When I went today, though, the skeev factor was pumped up by at least 10. Maybe because it's the first time in a while that I've gone by myself. Despite the sketchiness of Itaewon, I usually do look forward to going there when I'm with friends. No matter how anybody might feel about it, it's a useful place. There's a foreign food market that sells granola, Western spices, and beans (all hard to get in Korea), an excellent English bookstore, plus-sized clothing shops, and a terribly named restaurant called Foreign Restaurant that has a fantastic Indian buffet (with halvah for dessert!). There's also my favourite Thai restaurant in all the world, where they give you a private dining room on your birthday. Not to mention art stores and antique shops. It can be a fun place.

That was not the case today. It started before I even got to Itaewon. I was on my way to a play in Hyehwa and thought I'd nip in to pick up some pre-made pizza crusts for homemade pizza. As soon as I got on the orange line of the Seoul Metro, I noticed that this foreign guy sitting further down the subway car was staring at me in the perviest way. Every few seconds I would look back at him to see if he was still staring...and yep, he always was. When the train stopped I wanted to get out of there as quickly as I could, and the guy followed me through the station to the concourse that switches to the brown line. When we got to the escalator I took the stairs instead. I flew down them and by a miracle of good timing, there was a train already at the platform. I managed to squeeze in just as the doors were closing. The guy ended up being stuck on the platform. My relief was palpable.

So I was already a bit unsettled by the time I actually got to Itaewon. I went to the market, and no pizza crusts, but they had Indian flatbreads that would do just as well. I bought them and strode back down the street back to the subway line, when this OTHER pervy guy, even pervier than the last, stepped into my path. With a smile that would grease rubber, he looked at me and said, "Good afternoon, ma'am."

I just shoved past him and kept walking. Fortunately Itaewon is always crowded so it was easy to lose him. I was really happy to get back on the subway and out of there. I think from now on, if I'm by myself, it would be better to go to the foreign food market in Hannam, which is on the same street as a bunch of churches and has a highly reduced sketch factor.

~

On another, unrelated note, it would seem that my New Year's Resolution to write in this blog weekly has fizzled. I have decided that, to motivate myself to write more often, I should start a new feature. It will be entitled "Korean Randomness of the Week." This will be a good way for me to show you all of the things that I love about Korea, as well as give you a sense of just how random this place is. Doing this feature will require me to act partly as a journalist and partly as a cultural anthropologist.
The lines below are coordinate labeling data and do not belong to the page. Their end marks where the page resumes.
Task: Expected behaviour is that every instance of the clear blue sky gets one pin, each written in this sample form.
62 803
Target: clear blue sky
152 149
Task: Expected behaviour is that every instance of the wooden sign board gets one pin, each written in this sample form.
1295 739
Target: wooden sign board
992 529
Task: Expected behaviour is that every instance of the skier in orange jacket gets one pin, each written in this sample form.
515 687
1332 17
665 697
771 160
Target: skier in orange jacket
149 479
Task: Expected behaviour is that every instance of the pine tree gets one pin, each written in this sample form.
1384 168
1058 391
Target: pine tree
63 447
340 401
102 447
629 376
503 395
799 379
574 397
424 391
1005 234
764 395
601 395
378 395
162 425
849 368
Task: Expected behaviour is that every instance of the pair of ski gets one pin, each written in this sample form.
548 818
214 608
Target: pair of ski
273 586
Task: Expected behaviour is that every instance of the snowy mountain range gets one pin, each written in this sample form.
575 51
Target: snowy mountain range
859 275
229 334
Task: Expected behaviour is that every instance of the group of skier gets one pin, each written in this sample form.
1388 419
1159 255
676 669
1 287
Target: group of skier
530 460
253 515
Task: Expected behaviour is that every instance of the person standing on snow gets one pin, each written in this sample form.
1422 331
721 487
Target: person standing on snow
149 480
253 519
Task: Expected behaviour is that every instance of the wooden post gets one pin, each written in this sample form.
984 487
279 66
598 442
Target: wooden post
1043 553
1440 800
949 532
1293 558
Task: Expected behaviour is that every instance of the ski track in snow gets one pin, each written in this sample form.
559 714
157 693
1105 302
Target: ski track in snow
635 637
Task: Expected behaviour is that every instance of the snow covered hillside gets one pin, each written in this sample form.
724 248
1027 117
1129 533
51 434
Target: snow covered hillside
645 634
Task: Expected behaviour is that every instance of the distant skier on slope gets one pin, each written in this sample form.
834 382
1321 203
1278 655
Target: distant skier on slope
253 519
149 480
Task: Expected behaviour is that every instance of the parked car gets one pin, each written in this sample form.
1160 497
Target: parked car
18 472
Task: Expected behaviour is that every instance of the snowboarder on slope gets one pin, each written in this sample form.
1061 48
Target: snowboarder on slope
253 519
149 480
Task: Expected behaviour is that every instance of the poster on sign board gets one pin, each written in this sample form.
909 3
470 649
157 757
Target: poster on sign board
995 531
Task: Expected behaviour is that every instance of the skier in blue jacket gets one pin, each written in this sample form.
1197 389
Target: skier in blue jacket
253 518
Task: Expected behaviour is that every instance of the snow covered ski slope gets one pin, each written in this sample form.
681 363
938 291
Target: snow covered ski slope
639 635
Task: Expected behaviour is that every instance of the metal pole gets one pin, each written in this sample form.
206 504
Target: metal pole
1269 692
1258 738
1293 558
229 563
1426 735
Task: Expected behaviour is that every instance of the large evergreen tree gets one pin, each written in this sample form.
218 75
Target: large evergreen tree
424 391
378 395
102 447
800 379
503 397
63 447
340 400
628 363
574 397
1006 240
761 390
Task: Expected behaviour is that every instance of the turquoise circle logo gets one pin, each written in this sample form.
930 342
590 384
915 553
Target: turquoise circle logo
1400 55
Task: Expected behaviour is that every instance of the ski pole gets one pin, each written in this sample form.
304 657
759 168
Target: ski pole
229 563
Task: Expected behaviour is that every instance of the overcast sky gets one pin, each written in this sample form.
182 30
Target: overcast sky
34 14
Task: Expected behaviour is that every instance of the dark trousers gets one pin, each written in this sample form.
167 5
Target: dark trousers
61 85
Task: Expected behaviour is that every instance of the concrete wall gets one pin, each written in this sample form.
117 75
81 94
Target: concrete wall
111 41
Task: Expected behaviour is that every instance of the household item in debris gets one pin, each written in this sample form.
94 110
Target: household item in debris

Every week I will locate an example of the absolute randomness that is Korean culture. Then I will attempt to explain things about it that, by all logic, defy explanation.

My first contribution comes from my students. As an assignment for their Communication Arts class, I had my ninth and tenth graders write and perform their own commercials. In the class blogs I have them keep, many of my students provided links to their own favourite commercials. Since I don't have cable in Korea, I haven't seen most of them, so I checked them all out.

The first commercial is an ad for SK Telecom's broadband service. I did not include because it deserves the "Randomness Award of the Week," but because it deserves the "AWESOMENESS Award of the Week." It is just a really cool commercial. I can't embed it, but you can watch it by clicking here.

The second commercial, however, is in a class by itself. It is a cell phone commercial that is currently very popular in Korea right now. It features none other than K-Pop sensation Big Bang!



Her skirt is, by far, the greatest thing ever!

This commercial makes me proud to own a Cyon cell phone. I was also proud of myself for understanding the first few song lyrics. They go like this:

"Give me an ice cream, please! Give me two ice creams, please!"

I'm glad that my efforts to learn Korean have allowed me to pick up these subtle nuances.